You can handle collisions by using qualified identifiers. For PL/pgSQL you can use block labels, for other objects schema.

From PostgreSQL’s SQL perspective the session variables are common database objects (contra PL/SQL where package variables are PL/SQL language objects), and SQL disallows ambiguity. This is a little bit more complex problem, because session variables can be used everywhere in Postgres (not just in PL/pgSQL).

PL/pgSQL doesn’t see session variables like something special - PL/pgSQL runtime doesn’t see session variables ever (the work with session variables are done one level deeper) (the usage of session variables are fully transparent for this environment) so there are the precedence rules without change, but you can use with session variables inside PL/pgSQL (but from implementation perspective it is just any other SQL object).

https://www.postgresql.org/docs/9.6/plpgsql-implementation.html#PLPGSQL-VAR-SUBST

and you can set different precedence 

#variable_conflict error
#variable_conflict use_variable
#variable_conflict use_column

but I strongly don't advise it. From my perspective, allowing collisions was a significant Oracle's PL/SQL design error.

Thank you very much indeed for this careful reply, Pavel—and for the links to the threads on the Hackers list. A great deal is now clarified for me. You said “I am not native speaker, and my English is very poor”. You’re far, far, too modest. I am a native English speaker. And I often see writing from other native English speakers that’s pretty awful. Your writing is a lot better than theirs. Of course, I don’t know a single word of Czech.

I’m glad to see that the non-transactional behavior is still part of the plan—even if, later, a transactional variant is added. I’m glad to see, too, that READ/WRITE privileges and IMMUTABLE are now part of the plan.

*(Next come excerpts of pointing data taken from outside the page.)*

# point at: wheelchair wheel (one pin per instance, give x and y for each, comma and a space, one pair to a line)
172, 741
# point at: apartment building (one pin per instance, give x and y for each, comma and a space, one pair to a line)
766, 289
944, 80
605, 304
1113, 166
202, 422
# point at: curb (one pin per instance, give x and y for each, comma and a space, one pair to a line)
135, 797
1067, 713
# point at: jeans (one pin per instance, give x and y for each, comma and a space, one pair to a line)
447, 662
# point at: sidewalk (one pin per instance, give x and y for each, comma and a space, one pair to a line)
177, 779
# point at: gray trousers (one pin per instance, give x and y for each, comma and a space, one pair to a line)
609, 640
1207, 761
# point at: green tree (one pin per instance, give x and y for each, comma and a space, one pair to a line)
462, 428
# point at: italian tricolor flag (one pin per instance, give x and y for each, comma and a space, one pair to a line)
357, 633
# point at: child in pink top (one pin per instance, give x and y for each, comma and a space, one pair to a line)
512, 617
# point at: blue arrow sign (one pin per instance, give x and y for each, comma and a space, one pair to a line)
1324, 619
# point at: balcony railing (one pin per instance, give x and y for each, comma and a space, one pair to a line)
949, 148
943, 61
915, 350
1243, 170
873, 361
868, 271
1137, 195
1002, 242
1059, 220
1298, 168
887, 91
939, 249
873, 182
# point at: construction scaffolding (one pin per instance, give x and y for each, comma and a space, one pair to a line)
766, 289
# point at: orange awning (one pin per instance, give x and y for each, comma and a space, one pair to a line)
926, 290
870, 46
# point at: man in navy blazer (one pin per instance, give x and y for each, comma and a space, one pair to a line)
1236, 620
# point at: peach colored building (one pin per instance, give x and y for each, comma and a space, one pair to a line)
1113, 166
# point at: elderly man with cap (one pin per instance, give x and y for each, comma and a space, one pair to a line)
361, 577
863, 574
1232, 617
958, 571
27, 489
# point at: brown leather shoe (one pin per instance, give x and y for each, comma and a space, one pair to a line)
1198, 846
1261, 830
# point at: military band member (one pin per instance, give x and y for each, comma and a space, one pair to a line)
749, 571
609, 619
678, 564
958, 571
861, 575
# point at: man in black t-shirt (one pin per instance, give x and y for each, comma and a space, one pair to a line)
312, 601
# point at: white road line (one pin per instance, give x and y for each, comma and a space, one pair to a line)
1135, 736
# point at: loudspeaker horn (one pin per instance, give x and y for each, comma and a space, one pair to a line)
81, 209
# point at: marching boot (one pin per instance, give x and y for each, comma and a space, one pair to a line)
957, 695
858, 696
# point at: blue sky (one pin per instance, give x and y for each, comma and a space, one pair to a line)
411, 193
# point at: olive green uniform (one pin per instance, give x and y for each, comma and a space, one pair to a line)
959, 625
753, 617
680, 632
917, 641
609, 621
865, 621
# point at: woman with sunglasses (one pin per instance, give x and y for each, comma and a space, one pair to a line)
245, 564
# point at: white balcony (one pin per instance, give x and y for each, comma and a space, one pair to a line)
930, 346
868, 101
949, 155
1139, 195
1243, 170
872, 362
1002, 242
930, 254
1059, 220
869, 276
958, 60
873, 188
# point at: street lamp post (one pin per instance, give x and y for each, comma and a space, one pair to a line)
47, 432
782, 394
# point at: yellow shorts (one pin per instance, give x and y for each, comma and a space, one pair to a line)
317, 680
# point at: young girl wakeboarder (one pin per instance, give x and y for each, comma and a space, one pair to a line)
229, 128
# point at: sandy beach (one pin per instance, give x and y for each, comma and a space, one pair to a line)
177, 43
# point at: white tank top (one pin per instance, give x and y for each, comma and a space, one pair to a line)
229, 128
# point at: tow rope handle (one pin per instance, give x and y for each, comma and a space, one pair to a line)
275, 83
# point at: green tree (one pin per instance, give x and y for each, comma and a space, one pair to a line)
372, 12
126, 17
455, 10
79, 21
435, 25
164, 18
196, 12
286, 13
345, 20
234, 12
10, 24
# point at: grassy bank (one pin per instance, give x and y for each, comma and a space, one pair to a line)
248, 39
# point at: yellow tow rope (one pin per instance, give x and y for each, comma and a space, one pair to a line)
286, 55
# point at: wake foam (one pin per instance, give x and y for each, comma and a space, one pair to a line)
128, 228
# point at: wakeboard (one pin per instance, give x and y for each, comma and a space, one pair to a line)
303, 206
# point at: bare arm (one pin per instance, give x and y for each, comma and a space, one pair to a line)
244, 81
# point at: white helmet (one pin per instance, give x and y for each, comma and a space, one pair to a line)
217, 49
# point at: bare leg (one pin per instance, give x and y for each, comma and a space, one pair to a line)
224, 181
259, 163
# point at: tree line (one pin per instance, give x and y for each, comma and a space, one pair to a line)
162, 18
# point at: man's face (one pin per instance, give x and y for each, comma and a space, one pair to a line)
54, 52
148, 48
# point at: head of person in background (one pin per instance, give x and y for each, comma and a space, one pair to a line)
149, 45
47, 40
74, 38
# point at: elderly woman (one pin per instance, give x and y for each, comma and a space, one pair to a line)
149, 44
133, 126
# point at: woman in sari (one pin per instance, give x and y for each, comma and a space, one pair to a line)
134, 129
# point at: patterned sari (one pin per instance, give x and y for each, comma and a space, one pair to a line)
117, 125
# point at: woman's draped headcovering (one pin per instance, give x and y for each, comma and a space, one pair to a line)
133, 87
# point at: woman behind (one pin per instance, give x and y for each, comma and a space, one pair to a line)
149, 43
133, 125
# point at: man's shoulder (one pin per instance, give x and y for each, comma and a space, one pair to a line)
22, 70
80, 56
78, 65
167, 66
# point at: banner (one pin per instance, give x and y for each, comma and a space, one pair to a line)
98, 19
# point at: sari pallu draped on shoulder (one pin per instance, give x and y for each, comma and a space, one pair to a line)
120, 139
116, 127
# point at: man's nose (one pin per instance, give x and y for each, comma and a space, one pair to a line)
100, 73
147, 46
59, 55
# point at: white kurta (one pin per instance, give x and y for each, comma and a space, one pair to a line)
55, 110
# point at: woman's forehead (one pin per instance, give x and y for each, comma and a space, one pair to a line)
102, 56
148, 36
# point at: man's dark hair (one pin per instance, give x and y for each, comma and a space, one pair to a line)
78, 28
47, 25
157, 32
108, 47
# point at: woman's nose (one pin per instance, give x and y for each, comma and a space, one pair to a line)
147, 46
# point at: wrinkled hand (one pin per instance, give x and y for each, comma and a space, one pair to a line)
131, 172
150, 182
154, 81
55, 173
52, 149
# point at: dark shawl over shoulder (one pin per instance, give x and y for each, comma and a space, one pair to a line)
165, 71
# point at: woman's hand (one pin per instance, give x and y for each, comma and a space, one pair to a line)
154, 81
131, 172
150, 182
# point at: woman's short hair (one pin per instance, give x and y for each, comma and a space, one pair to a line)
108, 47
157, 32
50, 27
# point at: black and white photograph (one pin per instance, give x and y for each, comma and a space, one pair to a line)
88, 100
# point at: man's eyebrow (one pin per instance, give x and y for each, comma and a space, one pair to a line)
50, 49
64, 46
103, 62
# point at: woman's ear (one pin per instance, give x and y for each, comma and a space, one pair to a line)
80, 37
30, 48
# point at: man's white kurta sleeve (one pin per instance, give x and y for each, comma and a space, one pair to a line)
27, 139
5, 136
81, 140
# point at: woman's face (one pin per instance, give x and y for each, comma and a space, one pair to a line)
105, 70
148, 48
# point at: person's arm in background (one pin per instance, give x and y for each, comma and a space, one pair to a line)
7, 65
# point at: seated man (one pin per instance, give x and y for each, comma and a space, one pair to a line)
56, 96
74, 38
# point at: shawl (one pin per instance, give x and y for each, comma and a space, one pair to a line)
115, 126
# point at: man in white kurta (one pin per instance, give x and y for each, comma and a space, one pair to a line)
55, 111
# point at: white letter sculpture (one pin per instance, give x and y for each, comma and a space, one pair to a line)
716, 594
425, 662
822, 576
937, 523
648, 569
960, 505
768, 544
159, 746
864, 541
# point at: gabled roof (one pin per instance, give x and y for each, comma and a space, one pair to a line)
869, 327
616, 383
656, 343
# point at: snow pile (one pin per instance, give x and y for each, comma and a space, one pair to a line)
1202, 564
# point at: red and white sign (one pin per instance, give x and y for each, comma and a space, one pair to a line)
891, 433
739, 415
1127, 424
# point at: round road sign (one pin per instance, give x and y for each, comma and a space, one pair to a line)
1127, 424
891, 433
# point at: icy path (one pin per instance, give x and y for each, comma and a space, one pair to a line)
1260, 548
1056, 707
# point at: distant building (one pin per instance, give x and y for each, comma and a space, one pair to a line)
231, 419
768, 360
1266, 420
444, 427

Just a detail, now. You sad this:

variables have their own namespace, because they have their own catalog table. It is designed like any catalog object - so you can use (or you don't need) to use a qualified identifier. But there is not any schema scope 

I probably misused the phrase “schema scope”. I meant only to say that, if two schemas, s1 and s2, exist in the same database, then it’s OK to have two session variables called s1.x and s2.x. And you confirmed that this is the case. It seems that you can also have a session variable called s1.x and a table called s1.x. In a separate reply to my email, david.g.johnston@xxxxxxxxx thought that this would be disallowed because session variables would share the same relations namespace that tables and views already do. (I have no opinion here.) Thanks for the clarification.

All is clear about collisions and name qualification now. And, yes: I agree with your advice to leave those settings that you mentioned at their shipped defaults and to go with the native behavior (collisions simply cause a run-time error). Then to fix such errors by ordinary spelling changes (esp. schema qualification) in one’s code.

You said “I invite any help with code and documentation review”. I’m not a C coder. But I’d be happy to help with documentation review when the time comes.

Finally, I’m well advanced with my promised mini-project to prepare and explain a realistic use-case to show the benefits of a package construct in PL/pgSQL. I’ll wait until after Xmas before I share it with the General list. Having said this, I already appreciate that the chances of bringing packages to some future PG release are vanishingly small.